Covered California awards $184 million in contracts to organizations associated with executive director
California’s health insurance exchange, called Covered California, has sparked some controversy this week. According to records obtained by the Associated Press through the state’s Public Records Act, some $184 million in no-bid contracts have been awarded to numerous organizations throughout the state. This is controversial because these contracts were awarded without the competitive bidding and oversight process that is common in the state government. Some of the deals awarded have sent millions of dollars to organizations that are associated with Covered California’s executive director.
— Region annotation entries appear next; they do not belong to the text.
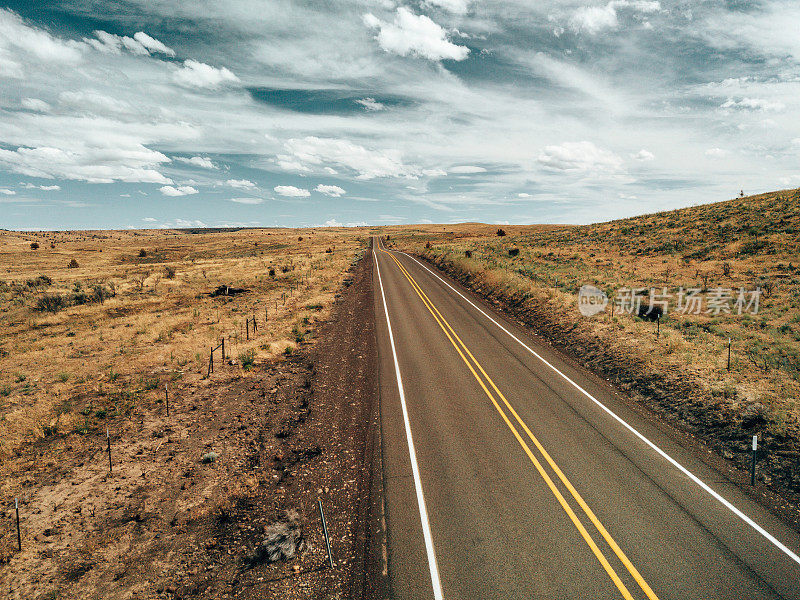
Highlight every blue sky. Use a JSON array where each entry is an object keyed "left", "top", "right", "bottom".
[{"left": 0, "top": 0, "right": 800, "bottom": 229}]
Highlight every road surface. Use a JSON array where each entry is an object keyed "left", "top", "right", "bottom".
[{"left": 373, "top": 238, "right": 800, "bottom": 600}]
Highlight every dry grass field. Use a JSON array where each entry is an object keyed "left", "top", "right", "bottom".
[
  {"left": 0, "top": 229, "right": 368, "bottom": 460},
  {"left": 391, "top": 190, "right": 800, "bottom": 493},
  {"left": 0, "top": 229, "right": 384, "bottom": 599}
]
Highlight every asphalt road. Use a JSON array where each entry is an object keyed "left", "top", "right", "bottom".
[{"left": 374, "top": 239, "right": 800, "bottom": 600}]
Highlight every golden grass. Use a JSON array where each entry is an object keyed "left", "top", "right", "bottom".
[
  {"left": 391, "top": 190, "right": 800, "bottom": 485},
  {"left": 0, "top": 229, "right": 368, "bottom": 459}
]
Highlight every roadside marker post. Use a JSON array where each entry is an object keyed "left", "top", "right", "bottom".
[
  {"left": 106, "top": 429, "right": 113, "bottom": 473},
  {"left": 14, "top": 498, "right": 22, "bottom": 552},
  {"left": 317, "top": 498, "right": 335, "bottom": 569}
]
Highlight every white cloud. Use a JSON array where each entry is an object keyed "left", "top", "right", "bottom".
[
  {"left": 158, "top": 185, "right": 198, "bottom": 196},
  {"left": 225, "top": 179, "right": 256, "bottom": 190},
  {"left": 22, "top": 98, "right": 50, "bottom": 112},
  {"left": 0, "top": 144, "right": 172, "bottom": 184},
  {"left": 570, "top": 0, "right": 661, "bottom": 34},
  {"left": 175, "top": 156, "right": 217, "bottom": 169},
  {"left": 720, "top": 98, "right": 786, "bottom": 112},
  {"left": 174, "top": 59, "right": 239, "bottom": 88},
  {"left": 83, "top": 30, "right": 150, "bottom": 56},
  {"left": 0, "top": 8, "right": 83, "bottom": 78},
  {"left": 537, "top": 141, "right": 623, "bottom": 173},
  {"left": 425, "top": 0, "right": 470, "bottom": 15},
  {"left": 314, "top": 183, "right": 346, "bottom": 198},
  {"left": 356, "top": 98, "right": 386, "bottom": 110},
  {"left": 274, "top": 185, "right": 311, "bottom": 198},
  {"left": 58, "top": 90, "right": 133, "bottom": 115},
  {"left": 279, "top": 136, "right": 416, "bottom": 179},
  {"left": 228, "top": 198, "right": 264, "bottom": 204},
  {"left": 448, "top": 165, "right": 486, "bottom": 175},
  {"left": 133, "top": 31, "right": 175, "bottom": 56},
  {"left": 364, "top": 6, "right": 469, "bottom": 60}
]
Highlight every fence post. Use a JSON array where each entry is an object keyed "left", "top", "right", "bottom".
[
  {"left": 728, "top": 338, "right": 731, "bottom": 371},
  {"left": 106, "top": 428, "right": 112, "bottom": 473},
  {"left": 317, "top": 499, "right": 334, "bottom": 569}
]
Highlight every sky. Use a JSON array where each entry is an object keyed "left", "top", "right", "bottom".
[{"left": 0, "top": 0, "right": 800, "bottom": 229}]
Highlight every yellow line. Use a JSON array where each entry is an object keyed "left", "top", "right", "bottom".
[{"left": 382, "top": 244, "right": 658, "bottom": 600}]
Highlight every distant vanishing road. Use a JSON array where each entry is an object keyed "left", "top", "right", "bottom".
[{"left": 373, "top": 238, "right": 800, "bottom": 600}]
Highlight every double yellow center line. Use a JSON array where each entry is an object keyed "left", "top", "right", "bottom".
[{"left": 379, "top": 246, "right": 658, "bottom": 600}]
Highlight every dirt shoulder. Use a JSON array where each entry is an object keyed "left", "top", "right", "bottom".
[{"left": 0, "top": 253, "right": 380, "bottom": 600}]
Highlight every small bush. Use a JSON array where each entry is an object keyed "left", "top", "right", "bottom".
[
  {"left": 200, "top": 452, "right": 219, "bottom": 464},
  {"left": 34, "top": 294, "right": 69, "bottom": 312}
]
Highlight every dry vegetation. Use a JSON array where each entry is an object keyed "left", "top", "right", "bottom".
[
  {"left": 391, "top": 190, "right": 800, "bottom": 492},
  {"left": 0, "top": 230, "right": 367, "bottom": 458}
]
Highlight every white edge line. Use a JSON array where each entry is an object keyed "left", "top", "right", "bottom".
[
  {"left": 375, "top": 241, "right": 444, "bottom": 600},
  {"left": 400, "top": 252, "right": 800, "bottom": 565}
]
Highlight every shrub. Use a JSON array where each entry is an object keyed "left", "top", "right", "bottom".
[
  {"left": 200, "top": 452, "right": 219, "bottom": 464},
  {"left": 35, "top": 294, "right": 69, "bottom": 312},
  {"left": 239, "top": 349, "right": 256, "bottom": 371}
]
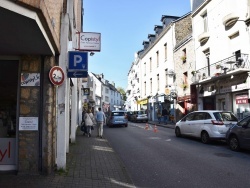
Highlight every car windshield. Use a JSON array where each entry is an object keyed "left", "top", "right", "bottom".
[
  {"left": 214, "top": 112, "right": 238, "bottom": 121},
  {"left": 112, "top": 112, "right": 125, "bottom": 116}
]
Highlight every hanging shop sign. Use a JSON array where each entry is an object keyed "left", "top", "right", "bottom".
[
  {"left": 82, "top": 88, "right": 90, "bottom": 95},
  {"left": 235, "top": 95, "right": 248, "bottom": 104},
  {"left": 137, "top": 99, "right": 148, "bottom": 104},
  {"left": 76, "top": 32, "right": 101, "bottom": 52},
  {"left": 21, "top": 72, "right": 40, "bottom": 86},
  {"left": 49, "top": 66, "right": 64, "bottom": 86},
  {"left": 68, "top": 51, "right": 88, "bottom": 78}
]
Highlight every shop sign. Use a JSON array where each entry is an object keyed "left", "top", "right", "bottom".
[
  {"left": 76, "top": 32, "right": 101, "bottom": 52},
  {"left": 19, "top": 117, "right": 38, "bottom": 131},
  {"left": 137, "top": 99, "right": 148, "bottom": 104},
  {"left": 235, "top": 95, "right": 248, "bottom": 104},
  {"left": 83, "top": 88, "right": 90, "bottom": 95},
  {"left": 0, "top": 138, "right": 16, "bottom": 165},
  {"left": 21, "top": 73, "right": 40, "bottom": 86}
]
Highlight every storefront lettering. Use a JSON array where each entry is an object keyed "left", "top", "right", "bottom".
[{"left": 0, "top": 142, "right": 10, "bottom": 162}]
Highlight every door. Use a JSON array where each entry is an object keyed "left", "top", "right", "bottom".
[{"left": 0, "top": 60, "right": 19, "bottom": 171}]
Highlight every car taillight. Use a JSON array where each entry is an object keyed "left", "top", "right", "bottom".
[{"left": 211, "top": 120, "right": 224, "bottom": 125}]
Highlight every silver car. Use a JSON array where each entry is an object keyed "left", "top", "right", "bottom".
[
  {"left": 175, "top": 110, "right": 238, "bottom": 144},
  {"left": 107, "top": 110, "right": 128, "bottom": 127}
]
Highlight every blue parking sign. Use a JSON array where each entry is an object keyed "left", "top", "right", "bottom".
[{"left": 68, "top": 51, "right": 88, "bottom": 72}]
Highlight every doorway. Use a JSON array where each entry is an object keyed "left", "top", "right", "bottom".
[{"left": 0, "top": 60, "right": 19, "bottom": 171}]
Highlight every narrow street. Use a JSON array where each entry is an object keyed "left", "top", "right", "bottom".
[{"left": 104, "top": 123, "right": 250, "bottom": 188}]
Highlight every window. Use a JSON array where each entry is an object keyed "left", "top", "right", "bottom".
[
  {"left": 201, "top": 12, "right": 208, "bottom": 33},
  {"left": 149, "top": 57, "right": 152, "bottom": 72},
  {"left": 156, "top": 51, "right": 159, "bottom": 67},
  {"left": 164, "top": 43, "right": 168, "bottom": 60}
]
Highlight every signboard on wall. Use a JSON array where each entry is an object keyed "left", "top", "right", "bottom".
[
  {"left": 235, "top": 95, "right": 248, "bottom": 104},
  {"left": 19, "top": 117, "right": 38, "bottom": 131},
  {"left": 21, "top": 72, "right": 40, "bottom": 86},
  {"left": 0, "top": 138, "right": 16, "bottom": 165},
  {"left": 76, "top": 32, "right": 101, "bottom": 52}
]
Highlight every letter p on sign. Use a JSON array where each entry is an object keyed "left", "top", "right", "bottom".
[{"left": 74, "top": 55, "right": 82, "bottom": 67}]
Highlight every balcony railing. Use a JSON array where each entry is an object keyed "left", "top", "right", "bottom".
[{"left": 192, "top": 54, "right": 250, "bottom": 83}]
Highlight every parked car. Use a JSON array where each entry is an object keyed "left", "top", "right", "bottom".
[
  {"left": 226, "top": 116, "right": 250, "bottom": 151},
  {"left": 131, "top": 110, "right": 148, "bottom": 122},
  {"left": 127, "top": 111, "right": 134, "bottom": 121},
  {"left": 175, "top": 110, "right": 238, "bottom": 144},
  {"left": 107, "top": 110, "right": 128, "bottom": 127}
]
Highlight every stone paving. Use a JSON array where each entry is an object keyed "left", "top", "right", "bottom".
[{"left": 0, "top": 130, "right": 135, "bottom": 188}]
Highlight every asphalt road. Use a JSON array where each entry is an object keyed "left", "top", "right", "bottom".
[{"left": 104, "top": 123, "right": 250, "bottom": 188}]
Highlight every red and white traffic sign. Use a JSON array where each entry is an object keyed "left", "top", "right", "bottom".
[{"left": 49, "top": 66, "right": 64, "bottom": 86}]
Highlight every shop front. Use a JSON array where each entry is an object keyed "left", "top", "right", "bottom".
[{"left": 0, "top": 60, "right": 19, "bottom": 171}]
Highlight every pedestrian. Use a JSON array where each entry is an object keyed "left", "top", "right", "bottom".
[
  {"left": 157, "top": 108, "right": 161, "bottom": 124},
  {"left": 162, "top": 108, "right": 169, "bottom": 124},
  {"left": 84, "top": 109, "right": 95, "bottom": 137},
  {"left": 95, "top": 108, "right": 106, "bottom": 138}
]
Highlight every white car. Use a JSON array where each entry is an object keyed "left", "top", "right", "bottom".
[{"left": 175, "top": 110, "right": 238, "bottom": 144}]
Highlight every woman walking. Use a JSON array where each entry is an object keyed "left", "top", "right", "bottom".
[{"left": 84, "top": 109, "right": 95, "bottom": 137}]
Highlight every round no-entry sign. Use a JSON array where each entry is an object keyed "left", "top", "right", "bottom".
[{"left": 49, "top": 66, "right": 64, "bottom": 86}]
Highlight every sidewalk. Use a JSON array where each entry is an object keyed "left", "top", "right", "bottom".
[
  {"left": 148, "top": 121, "right": 175, "bottom": 129},
  {"left": 0, "top": 130, "right": 135, "bottom": 188}
]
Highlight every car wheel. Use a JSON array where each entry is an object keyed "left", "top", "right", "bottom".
[
  {"left": 228, "top": 136, "right": 240, "bottom": 151},
  {"left": 175, "top": 127, "right": 181, "bottom": 137},
  {"left": 201, "top": 131, "right": 210, "bottom": 144}
]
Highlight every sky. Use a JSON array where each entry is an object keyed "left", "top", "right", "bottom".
[{"left": 83, "top": 0, "right": 191, "bottom": 90}]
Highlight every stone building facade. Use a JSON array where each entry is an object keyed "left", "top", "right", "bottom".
[{"left": 0, "top": 0, "right": 82, "bottom": 174}]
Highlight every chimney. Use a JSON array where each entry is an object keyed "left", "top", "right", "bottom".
[
  {"left": 154, "top": 25, "right": 163, "bottom": 36},
  {"left": 148, "top": 34, "right": 155, "bottom": 44}
]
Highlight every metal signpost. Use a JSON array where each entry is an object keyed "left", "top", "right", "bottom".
[{"left": 68, "top": 51, "right": 88, "bottom": 78}]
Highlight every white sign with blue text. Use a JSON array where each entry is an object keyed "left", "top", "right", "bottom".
[{"left": 68, "top": 51, "right": 88, "bottom": 78}]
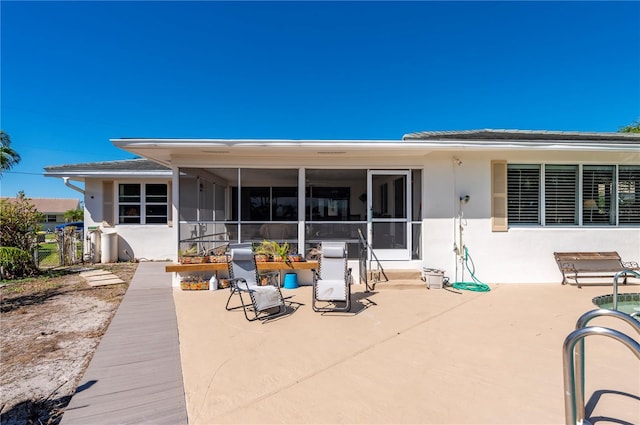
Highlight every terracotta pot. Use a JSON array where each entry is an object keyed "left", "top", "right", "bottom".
[{"left": 256, "top": 254, "right": 269, "bottom": 263}]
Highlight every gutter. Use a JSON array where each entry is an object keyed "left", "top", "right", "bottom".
[{"left": 62, "top": 177, "right": 84, "bottom": 195}]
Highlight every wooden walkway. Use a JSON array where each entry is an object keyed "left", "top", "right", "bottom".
[{"left": 61, "top": 262, "right": 188, "bottom": 425}]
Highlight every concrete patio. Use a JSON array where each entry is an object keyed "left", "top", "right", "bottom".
[{"left": 173, "top": 281, "right": 640, "bottom": 424}]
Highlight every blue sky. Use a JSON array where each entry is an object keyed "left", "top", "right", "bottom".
[{"left": 0, "top": 0, "right": 640, "bottom": 198}]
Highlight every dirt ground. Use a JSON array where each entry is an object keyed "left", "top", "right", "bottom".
[{"left": 0, "top": 263, "right": 137, "bottom": 425}]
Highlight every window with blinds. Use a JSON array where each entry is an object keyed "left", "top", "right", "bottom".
[
  {"left": 504, "top": 161, "right": 640, "bottom": 230},
  {"left": 544, "top": 165, "right": 578, "bottom": 226},
  {"left": 507, "top": 164, "right": 540, "bottom": 224},
  {"left": 618, "top": 165, "right": 640, "bottom": 225},
  {"left": 582, "top": 165, "right": 616, "bottom": 226}
]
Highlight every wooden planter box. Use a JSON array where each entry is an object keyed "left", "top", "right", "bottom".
[{"left": 180, "top": 281, "right": 209, "bottom": 291}]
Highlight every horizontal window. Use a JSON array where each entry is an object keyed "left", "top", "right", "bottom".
[
  {"left": 118, "top": 183, "right": 169, "bottom": 224},
  {"left": 507, "top": 164, "right": 640, "bottom": 226}
]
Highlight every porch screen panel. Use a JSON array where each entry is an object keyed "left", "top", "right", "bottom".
[
  {"left": 102, "top": 181, "right": 114, "bottom": 227},
  {"left": 507, "top": 164, "right": 540, "bottom": 225},
  {"left": 618, "top": 165, "right": 640, "bottom": 225},
  {"left": 544, "top": 165, "right": 578, "bottom": 226},
  {"left": 582, "top": 165, "right": 616, "bottom": 225}
]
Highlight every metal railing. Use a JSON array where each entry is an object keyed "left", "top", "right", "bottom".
[
  {"left": 358, "top": 229, "right": 389, "bottom": 292},
  {"left": 562, "top": 308, "right": 640, "bottom": 425},
  {"left": 33, "top": 230, "right": 83, "bottom": 269}
]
No-bid contracts generate controversy for the state government and its exchange
No-bid contracts are somewhat uncommon in the California government. The state’s regulatory structure is designed to promote open and fair competition among organizations, providing taxpayers with insight into how contracts are awarded by state agencies. The regulatory structure is meant to help avoid ethical conflicts, but awarding no-bid contracts has happened before in the past. No-bid contracts are usually awarded when there is a lack of competition in a given market or in certain emergency situations.
Contracts were awarded to organizations with close professional ties to Peter Lee
Several $4.2 million contracts have been awarded to The Tori Group, a consulting firm whose founder has strong ties with Covered California‘s executive director, Peter Lee. Other contracts were awarded to a subsidiary of a health care organization that Lee had once been in charge of. Covered California has confirmed that some contracts were awarded to organizations with ties to the executive director, but there may be good reason for this.
Covered California suggests that contracts were awarded in order to help the organization prepare for the upcoming open enrollment period
According to Covered California, the exchange was under pressure by state lawmakers to improve its structure and ready itself for the upcoming open enrollment period. The exchange was in need of highly specialized skills in order to help it live up to lawmaker’s expectations. As such, contracts were awarded to organizations that were deemed worthy, with these contracts being issued in an “emergency situation.”